In unconventional plays natural fracture network is considered to be an important attribute that can have a significant impact on production. Understanding, predicting, and modeling the fracture network can facilitate better well placement and reservoir stimulation planning. The quality and accuracy of reservoir models could substantially benefit from integrated approach aiming to enhance the traditional subsurface fracture data with outcrop analogs and allow for improved reservoir characterization, including fracture connectivity and fracture drivers characterization.

This research integrates digital outcrop fracture data (LIDAR, UAVs, and photogrammetry) with subsurface fracture data through geological modeling. The outcrop analysis revealed the complexity of fracture sets (four major fracture sets) and distributions (lithofacies and structure driven). Outcrop-to-subsurface calibration was done through fracture data integration from horizontal wells’ image logs, core analysis, and microseismic trends. At this stage the geological model provides the insight on the fracture drivers and allows for accurate comparison and calibration of surface and subsurface fracture data.

While microseismic analysis and image log interpretations provide valuable information on fracture orientations and distributions, both of these methods were found to have their limitations. Image logs are incapable of detecting fractures striking parallel or sub-parallel to the wellbore orientation. Microseismic data is a valuable data source when interpreting induced fracture distributions and mineralized natural fractures reactivation. However, zones of closely spaced open natural fractures are capable of absorbing and transmitting energy resulting in lower levels of microseismicity and are thus are unlikely to be detected by microseismic.

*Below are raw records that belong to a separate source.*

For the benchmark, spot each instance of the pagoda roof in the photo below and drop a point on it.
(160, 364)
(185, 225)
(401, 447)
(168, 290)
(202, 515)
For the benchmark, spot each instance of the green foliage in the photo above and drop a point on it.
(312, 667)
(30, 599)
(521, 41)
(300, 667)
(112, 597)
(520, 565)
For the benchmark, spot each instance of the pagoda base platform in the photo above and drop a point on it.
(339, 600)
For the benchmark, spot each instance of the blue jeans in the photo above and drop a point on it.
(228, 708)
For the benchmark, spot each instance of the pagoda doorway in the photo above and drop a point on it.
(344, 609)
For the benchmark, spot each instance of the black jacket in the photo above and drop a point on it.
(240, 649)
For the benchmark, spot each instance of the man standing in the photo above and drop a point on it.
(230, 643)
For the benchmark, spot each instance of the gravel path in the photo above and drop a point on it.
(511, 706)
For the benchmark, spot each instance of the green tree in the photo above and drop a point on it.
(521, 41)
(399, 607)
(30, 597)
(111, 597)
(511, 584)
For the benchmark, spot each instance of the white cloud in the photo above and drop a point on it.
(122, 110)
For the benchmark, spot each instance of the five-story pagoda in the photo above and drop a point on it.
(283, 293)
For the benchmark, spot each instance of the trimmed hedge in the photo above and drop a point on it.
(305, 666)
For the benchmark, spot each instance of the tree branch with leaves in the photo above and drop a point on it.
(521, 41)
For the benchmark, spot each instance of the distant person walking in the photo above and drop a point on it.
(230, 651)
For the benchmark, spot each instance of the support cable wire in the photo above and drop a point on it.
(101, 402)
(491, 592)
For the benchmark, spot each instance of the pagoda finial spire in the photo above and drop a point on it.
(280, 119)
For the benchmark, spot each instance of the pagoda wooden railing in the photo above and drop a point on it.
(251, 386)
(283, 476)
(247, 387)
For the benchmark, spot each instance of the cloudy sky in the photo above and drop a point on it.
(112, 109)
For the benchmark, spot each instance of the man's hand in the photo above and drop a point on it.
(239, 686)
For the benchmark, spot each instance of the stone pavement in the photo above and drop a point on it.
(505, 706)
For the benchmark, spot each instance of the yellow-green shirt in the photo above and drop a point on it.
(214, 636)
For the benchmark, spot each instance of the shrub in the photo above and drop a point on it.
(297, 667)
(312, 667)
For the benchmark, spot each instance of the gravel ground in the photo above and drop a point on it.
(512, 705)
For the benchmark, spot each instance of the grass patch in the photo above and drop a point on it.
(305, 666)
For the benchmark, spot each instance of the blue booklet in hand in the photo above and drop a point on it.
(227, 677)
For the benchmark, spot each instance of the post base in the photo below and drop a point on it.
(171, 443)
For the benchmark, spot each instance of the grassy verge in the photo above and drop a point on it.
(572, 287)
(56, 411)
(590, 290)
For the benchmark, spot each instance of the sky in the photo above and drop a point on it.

The discrete fracture network model was designed as a stochastic representation of the natural fracture network in an attempt to preserve the complex heterogeneous nature of the Niobrara reservoir. Subsurface fracture intensity models were enhanced with fracture drivers concept developed at the outcrop. The “sweet spots” capable of yielding higher production are located in highly fractured areas within the chalk benches around the fault zones. The predictive capability of DFN models identifying fracture swarms can aid in development planning including well spacing, re-fracking stage locations planning, and overall completion strategy design.